# Homework Help: Terminal Velocity of a bobsled

1. Apr 21, 2010

### muddyjch

1. The problem statement, all variables and given/known data
A bobsled has a frontal area of 0.86 m^2 and a coefficient of drag of 0.267. The air density is 1.043 kg/m^3. Total mass of the sled and the bobsled driver and pushers is 827 kg. Friction in the runners is negligible. The track slopes down at an angle of 0.078 radians. What will be the terminal speed (m/s)?
m=827kg g=9.81m/s^2 p=1.043kg/m^3 Cd=0.267 A=0.86m^2

2. Relevant equations
Fg=mg
Fd=.5pCdAv^2

3. The attempt at a solution
Fg=Fd but i do not get the right answer.
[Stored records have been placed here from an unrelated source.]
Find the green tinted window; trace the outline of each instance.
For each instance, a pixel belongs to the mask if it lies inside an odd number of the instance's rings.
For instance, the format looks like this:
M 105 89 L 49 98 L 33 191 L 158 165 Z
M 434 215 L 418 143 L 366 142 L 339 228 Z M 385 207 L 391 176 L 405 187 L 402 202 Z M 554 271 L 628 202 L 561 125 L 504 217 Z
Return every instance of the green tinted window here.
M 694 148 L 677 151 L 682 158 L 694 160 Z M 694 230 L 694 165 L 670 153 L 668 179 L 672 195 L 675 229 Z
Am I missing something is the angle just to tell you that it is going downhill?

mg=.5pCdAv^2
827*9.81=.5*1.043*0.267*0.86*v^2
8112.87=.11974683v^2
v^2=67750.1859548
v=260.289
He wants us to leave all decimals until the final answer which he wants rounded to 3 places.

2. Apr 21, 2010

### willem2

For something falling straight down you would have Fg = Fd at terminal velocity.

For a sled on a slope Fg and Fd do not have the same direction. Only the component of Fg parallel to the slope is equal to the drag.

3. Apr 22, 2010

### muddyjch

So if i understand correctly Fg=mg sin 0.078rad. Thanks for your help!